The Acting General Counsel for the National Labor Relations Board (NLRB) released a new report Wednesday providing guidance on the rules employers are allowed place on employees when discussing work on social media.
The NLRB says that “employer policies should not be so sweeping that they prohibit the kinds of activity protected by federal labor law, such as the discussion of wages or working conditions among employees.”
However, the labor agency continued saying, “an employee’s comments on social media are generally not protected if they are mere gripes not made in relation to group activities among employees.”
So what can an employee legally post on Facebook, Twitter, or the web without facing punishment at work?
Eric Barth, an employment law attorney from Hinkle Law Firm, says communications are protected under the National Labor Relations Act when employees post on social media about the terms and conditions of their employment and when they seek to involve other employees about the impact to the work group.

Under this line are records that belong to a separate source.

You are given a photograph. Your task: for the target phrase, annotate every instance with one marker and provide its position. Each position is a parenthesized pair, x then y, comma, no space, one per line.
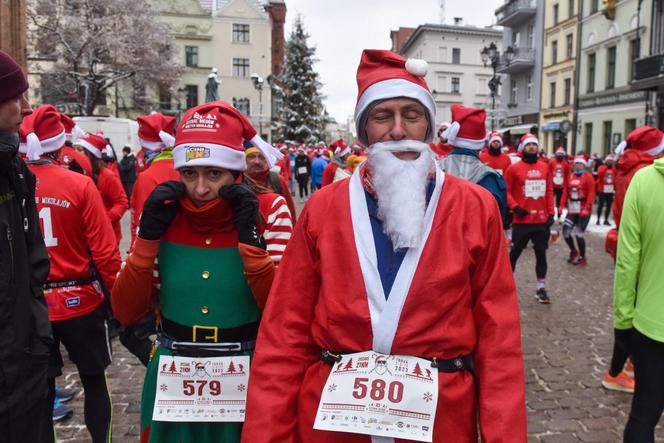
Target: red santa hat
(213,133)
(72,130)
(383,75)
(645,139)
(527,138)
(468,128)
(156,131)
(41,132)
(496,136)
(93,143)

“Simply because an employee’s conversation with another employee occurs via the internet or on Facebook does not loose its protection because it’s via social media,” said Barth.
Federal labor laws protect the right for employees to discuss work terms and conditions, including pay information, schedules, vacation time, unionizing, and other work conditions according to Barth.
In one example, the NLRB held that a woman was wrongfully terminated from employment after she posted a message on Facebook, using expletives, saying that her employer had “messed up” and that she was “done being a good employee.” The employee had been informed earlier that day she would be moved to a new department where she would make less money.
A number of other coworkers joined the conversation on Facebook saying they supported her. Another co-worker wrote that “the employer would rather pay the $9 an hour people and get rid of the higher paid, smart people.” A former employee suggested they sue the employer.
The employee who first posted the message on Facebook was later fired.
The NLRB ruled that the comments by the employee that had been fired and the discussion it generated was protected and “clearly involved complaints about working conditions” that encompassed a group of employees.
In contrast, the Labor Board held that the an employee’s Facebook comments consisting of an expletive and the name of the business, and a second post later saying that the employer did not appreciate its employees “were merely an expression of an individual gripe.” The comments were found not to be protected under labor laws.
The National Labor Relations Act was created by Congress in 1935 and applies to most private sector employees.
The law does not cover government employees, agricultural workers, people who work for their parents or spouse, people employed in domestic service, an independent contractor, a supervisor, and employees that work for a business subject to the Railway Labor Act, such as railroads and airlines.
Complaints can be lodged directly by an employee through the regional NLRB office or by an attorney. The closest regional office is in Kansas City.
Protected speech under the law must also involve more than one employee.
“In situations where the employee was simply griping or complaining about their employer without trying to prepare or induce group action, the communication is not covered,” said Barth.
The NLRB has also noted that social media policies that prohibit employees from making “disparaging comments about the company through any media, including online blogs, other electronic media or through the media,” were unlawful. The Board held that an employee could reasonably construe the policy to restrict their rights under the National Labor Relations Act.
At this point the law has not clearly explained what needs to be in social media policies to be compliant. The NLRB has suggested a social media policy should contain limiting language to clarify that the ban on negative comments does not include or restrict rights under the National Labor Relations Act.
“An employer has interest in maintaining discipline and protecting its good name,” says Barth. “But they cannot make a policy so overly broad to chill the protected activity.”
Barth points out that this area of law is new and still developing. Most cases involving social media have faced a trial at the administrative level, and have not yet been reviewed by an appellate court.
But Barth believes the issue is one that courts, employees and employers will be forced to address.